Friday, March 16, 2012

For the Love of Dave.

“The silly marketing America fall for has resulted in this: We buy things we don't need with money we don't have to impress people we don't like.”
- Dave Ramsey

One of my favorite 'davisms' is 'Act your Wage'. If you read blogs (other than and including mine) and you social network at all than you have witnessed firsthand that we are not a society that acts our wage. American's are constantly buying things they can't afford. Arguably you can't afford anything you can't pay for. I will go ahead and say that I consider houses to be the exception. Many of us will not be able to buy a house in cash in our lifetimes, even if we are financially responsible. That's not to say it's impossible, however.

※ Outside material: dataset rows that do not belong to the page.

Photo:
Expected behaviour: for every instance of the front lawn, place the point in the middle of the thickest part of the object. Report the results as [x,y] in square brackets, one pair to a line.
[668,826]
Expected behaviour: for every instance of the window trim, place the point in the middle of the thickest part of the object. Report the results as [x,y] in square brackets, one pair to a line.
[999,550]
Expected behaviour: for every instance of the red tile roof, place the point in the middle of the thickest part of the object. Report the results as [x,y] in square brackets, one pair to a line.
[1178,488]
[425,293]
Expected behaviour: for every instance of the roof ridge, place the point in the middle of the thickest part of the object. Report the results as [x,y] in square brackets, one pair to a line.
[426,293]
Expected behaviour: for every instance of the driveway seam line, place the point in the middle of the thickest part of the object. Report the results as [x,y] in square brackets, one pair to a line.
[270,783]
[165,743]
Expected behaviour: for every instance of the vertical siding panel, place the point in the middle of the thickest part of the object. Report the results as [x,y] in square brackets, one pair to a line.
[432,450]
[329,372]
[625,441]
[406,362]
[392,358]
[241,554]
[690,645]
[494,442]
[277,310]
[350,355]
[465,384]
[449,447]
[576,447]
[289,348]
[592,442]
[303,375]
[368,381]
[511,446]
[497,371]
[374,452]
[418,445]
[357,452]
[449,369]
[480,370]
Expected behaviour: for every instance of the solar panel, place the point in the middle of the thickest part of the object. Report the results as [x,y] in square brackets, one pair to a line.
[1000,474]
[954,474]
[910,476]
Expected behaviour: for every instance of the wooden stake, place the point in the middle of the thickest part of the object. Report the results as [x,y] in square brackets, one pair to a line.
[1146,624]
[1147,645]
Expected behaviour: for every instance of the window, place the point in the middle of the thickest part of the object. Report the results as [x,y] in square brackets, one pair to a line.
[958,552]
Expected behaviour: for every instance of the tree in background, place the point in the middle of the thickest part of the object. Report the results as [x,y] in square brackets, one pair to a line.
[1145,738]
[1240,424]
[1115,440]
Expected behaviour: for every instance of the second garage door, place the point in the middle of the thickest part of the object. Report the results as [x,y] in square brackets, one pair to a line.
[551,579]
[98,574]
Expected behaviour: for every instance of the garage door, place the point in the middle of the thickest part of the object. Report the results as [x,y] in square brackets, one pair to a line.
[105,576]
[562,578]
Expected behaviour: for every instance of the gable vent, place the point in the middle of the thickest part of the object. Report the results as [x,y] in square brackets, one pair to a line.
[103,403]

Cars are a prime example of people not acting their wage. If you buy a $28,000 (which amazingly, isn't uncommon) and you make less than that in a year, it doesn't take a rocket scientist to figure your car is outside your means. Now, I realize many people don't buy into saving and paying cash for cars but as Dave says, most people are broke.

Here's what I've really come to terms with in the last few years - I don't want to be normal. I don't want to drown in student loans (even though I want an MBA badly). I don't want to pay for anything multiple times over by paying interest on it. I'd rather do without then set myself for financial failure.

I have learned that this will mean people don't understand you, criticize you, tease you, and be annoyed by you. I've had to say no to certain things, in order to say yes to more important ones. I've had to wait for what I want. I've had to stop spending when the money in that catagory runs out. I have had to sacrifice...but it's for a purpose.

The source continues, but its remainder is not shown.